Most of the time it doesn’t matter, because the precision you actually need isn’t there to begin with. But sometimes it does matter — when you’re deciding whether a flask is ready to passage, when you’re trying to compare two conditions, when you’re tracking a line over many weeks and you’d really like the noise floor of the measurement to be lower than the signal you’re chasing. And in those cases the gap between “what I just did with my eye and a clicker” and “what I would have measured with a flow cytometer or an imaging cytometer in the corner I don’t have one in” gets uncomfortable.
I’ve been thinking about this problem on and off for about a year. The shape of the obvious solution has been there the whole time: take a picture, run a segmentation model, count the labels, done. The Cellpose project from the labs at HHMI Janelia has been doing exactly this in Python for years now, and the Cellpose-SAM release earlier this year is genuinely remarkable — it generalises across cell types, imaging modalities, and lighting conditions in a way that even six months ago I’d have said wasn’t possible without per-experiment fine-tuning. Watching it segment images you’ve taken yourself feels a bit like magic the first few times.
So why hasn’t this already become how everyone counts? Friction. The friction between the Python environment that runs the model and the bench where the image is taken. The friction between the laptop in the office and the microscope in the basement. The friction between “I have an image” and “I have a number I can put in the lab notebook,” when those two states are separated by half an hour of context switching, file shuffling, and copy-pasting. I have watched genuinely capable scientists abandon image-based workflows not because the tools didn’t work but because the tools didn’t fit into the actual rhythm of bench work, which is fast, gloved, and doesn’t have an Anaconda prompt open.
A few months ago I started building the Android app I’d been wanting for myself. The premise is small and stubborn: phone in hand, image in three taps, count on the screen in a few seconds, all of it done at the bench, never leave the room.
The hardest decision was the boring one: where does the model live
You can run a vision model in three places: in the cloud on a GPU you don’t own, in the cloud on a GPU you do own, or on the device.

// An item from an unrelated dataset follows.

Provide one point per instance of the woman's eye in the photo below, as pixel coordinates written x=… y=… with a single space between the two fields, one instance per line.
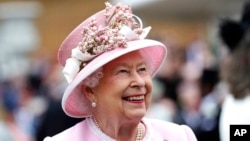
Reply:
x=122 y=71
x=142 y=70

The Cellpose-SAM weights are roughly half a gigabyte and the architecture is a vision transformer; that’s a non-starter for a phone. So if I wanted Cellpose-SAM specifically, I was committed to a cloud round-trip. The public Hugging Face Space the Cellpose team maintains gives you free GPU minutes via Zero-GPU, with rate limits, and you can duplicate that Space into your own account for higher limits at your own cost. Both of those are real options.
But the friction I’m trying to eliminate is mostly network friction. The basement microscope rooms I have in mind have notoriously bad WiFi, and even when the connection works, the round-trip — upload, queue, GPU run, download — is the kind of thing that makes people give up after the first two attempts. Cloud-only was going to feel like every other Python pipeline they’d already abandoned, just with a slightly nicer UI.
So I split the difference. The default mode runs the smaller Cellpose 3 cyto3 model directly on the device. Cyto3 is a U-Net with about 25 million parameters, and after exporting it to ONNX and quantising the weights to FP16 you end up with a model file that fits in 26 MB. The Android app downloads that file once on first launch from a Hugging Face Hub repo I’m hosting, verifies the SHA-256, caches it, and never touches the network again unless the user explicitly asks for cloud mode. ONNX Runtime’s Android build picks up the phone’s Neural Networks API automatically, which routes the heavy lifting onto whatever NPU, GPU, or DSP the device has. On a Pixel-7-class phone the inference itself is well under a second.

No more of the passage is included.